Esodo Capitolo 2
2:1 Un uomo della famiglia di Levi andò a prendere in moglie una figlia di Levi.
2:2 La donna concepì e partorì un figlio; vide che era bello e lo tenne nascosto per tre mesi.
2:3 Ma non potendo tenerlo nascosto più oltre, prese un cestello di papiro, lo spalmò di bitume e di pece, vi mise dentro il bambino e lo depose fra i giunchi sulla riva del Nilo.
2:4 La sorella del bambino si pose ad osservare da lontano che cosa gli sarebbe accaduto.
2:5 Ora la figlia del faraone scese al Nilo per fare il bagno, mentre le sue ancelle passeggiavano lungo la sponda del Nilo. Essa vide il cestello fra i giunchi e mandò la sua schiava a prenderlo.
2:6 L'aprì e vide il bambino: ecco, era un fanciullino che piangeva. Ne ebbe compassione e disse: È un bambino degli Ebrei.
2:7 La sorella del bambino disse allora alla figlia del faraone: Devo andarti a chiamare una nutrice tra le donne ebree, perché allatti per te il bambino?.
2:8 Và, le disse la figlia del faraone. La fanciulla andò a chiamare la madre del bambino.
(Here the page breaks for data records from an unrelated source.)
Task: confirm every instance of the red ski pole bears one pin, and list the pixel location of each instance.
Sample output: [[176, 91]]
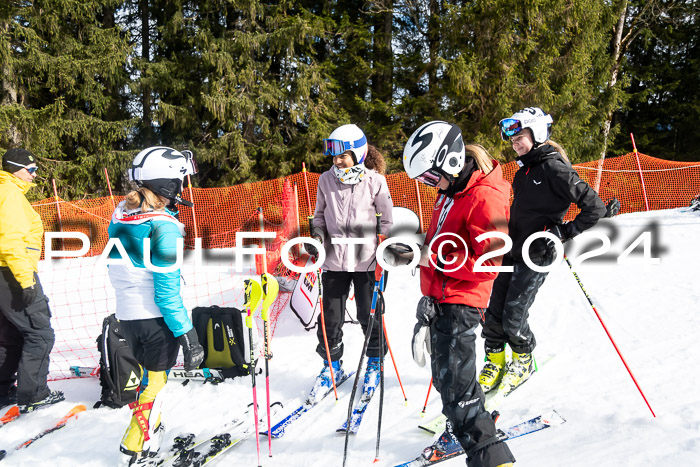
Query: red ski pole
[[609, 336]]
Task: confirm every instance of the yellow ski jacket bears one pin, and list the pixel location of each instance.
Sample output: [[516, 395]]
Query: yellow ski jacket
[[21, 230]]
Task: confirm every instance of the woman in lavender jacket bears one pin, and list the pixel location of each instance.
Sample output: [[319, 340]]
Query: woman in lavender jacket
[[349, 197]]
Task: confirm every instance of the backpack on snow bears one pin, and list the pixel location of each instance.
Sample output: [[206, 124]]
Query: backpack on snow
[[120, 372], [224, 337]]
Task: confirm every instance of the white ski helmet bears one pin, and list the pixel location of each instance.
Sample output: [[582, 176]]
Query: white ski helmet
[[161, 170], [346, 138], [433, 150], [533, 118]]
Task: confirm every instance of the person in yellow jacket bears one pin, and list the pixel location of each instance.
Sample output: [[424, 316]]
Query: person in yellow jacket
[[26, 336]]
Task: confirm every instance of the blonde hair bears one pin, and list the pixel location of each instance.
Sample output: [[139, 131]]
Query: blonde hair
[[375, 160], [145, 199], [482, 157]]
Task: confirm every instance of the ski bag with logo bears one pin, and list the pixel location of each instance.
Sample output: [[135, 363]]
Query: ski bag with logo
[[120, 372], [222, 334]]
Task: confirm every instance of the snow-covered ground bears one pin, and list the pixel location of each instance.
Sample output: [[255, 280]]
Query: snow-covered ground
[[651, 312]]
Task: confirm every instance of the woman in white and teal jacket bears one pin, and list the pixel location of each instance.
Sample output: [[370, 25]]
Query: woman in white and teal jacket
[[153, 318]]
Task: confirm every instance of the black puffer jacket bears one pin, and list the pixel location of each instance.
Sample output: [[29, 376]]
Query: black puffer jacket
[[544, 188]]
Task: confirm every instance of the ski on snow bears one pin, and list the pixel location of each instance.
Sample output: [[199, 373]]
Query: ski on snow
[[430, 456], [73, 413], [279, 429], [10, 415], [358, 411], [187, 450]]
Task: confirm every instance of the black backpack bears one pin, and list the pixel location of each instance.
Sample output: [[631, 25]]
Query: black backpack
[[225, 340], [120, 372]]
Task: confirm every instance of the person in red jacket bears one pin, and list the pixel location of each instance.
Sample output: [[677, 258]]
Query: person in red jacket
[[473, 200]]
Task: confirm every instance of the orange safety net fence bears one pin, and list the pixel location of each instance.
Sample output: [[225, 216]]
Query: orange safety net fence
[[81, 295]]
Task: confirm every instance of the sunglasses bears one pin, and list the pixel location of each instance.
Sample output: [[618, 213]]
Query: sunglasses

2:9 La figlia del faraone le disse: Porta con te questo bambino e allattalo per me; io ti darò un salario. La donna prese il bambino e lo allattò.
2:10 Quando il bambino fu cresciuto, lo condusse alla figlia del faraone. Egli divenne un figlio per lei ed ella lo chiamò Mosè, dicendo: Io l'ho salvato dalle acque!.
2:11 In quei giorni, Mosè, cresciuto in età, si recò dai suoi fratelli e notò i lavori pesanti da cui erano oppressi. Vide un Egiziano che colpiva un Ebreo, uno dei suoi fratelli.
2:12 Voltatosi attorno e visto che non c'era nessuno, colpì a morte l'Egiziano e lo seppellì nella sabbia.
2:13 Il giorno dopo, uscì di nuovo e, vedendo due Ebrei che stavano rissando, disse a quello che aveva torto: Perché percuoti il tuo fratello?.
2:14 Quegli rispose: Chi ti ha costituito capo e giudice su di noi? Pensi forse di uccidermi, come hai ucciso l'Egiziano?. Allora Mosè ebbe paura e pensò: Certamente la cosa si è risaputa.
2:15 Poi il faraone sentì parlare di questo fatto e cercò di mettere a morte Mosè. Allora Mosè si allontanò dal faraone e si stabilì nel paese di Madian e sedette presso un pozzo.
2:16 Ora il sacerdote di Madian aveva sette figlie. Esse vennero ad attingere acqua per riempire gli abbeveratoi e far bere il gregge del padre.
2:17 Ma arrivarono alcuni pastori e le scacciarono. Allora Mosè si levò a difenderle e fece bere il loro bestiame.
2:18 Tornate dal loro padre Reuel, questi disse loro: Perché oggi avete fatto ritorno così in fretta?.
2:19 Risposero: Un Egiziano ci ha liberate dalle mani dei pastori; è stato lui che ha attinto per noi e ha dato da bere al gregge.
2:20 Quegli disse alle figlie: Dov'è? Perché avete lasciato là quell'uomo? Chiamatelo a mangiare il nostro cibo!.
2:21 Così Mosè accettò di abitare con quell'uomo, che gli diede in moglie la propria figlia Zippora.
2:22 Ella gli partorì un figlio ed egli lo chiamò Gherson, perché diceva: Sono un emigrato in terra straniera!.
2:23 Nel lungo corso di quegli anni, il re d'Egitto morì. Gli Israeliti gemettero per la loro schiavitù, alzarono grida di lamento e il loro grido dalla schiavitù salì a Dio.
2:24 Allora Dio ascoltò il loro lamento, si ricordò della sua alleanza con Abramo e Giacobbe.
2:25 Dio guardò la condizione degli Israeliti e se ne prese pensiero.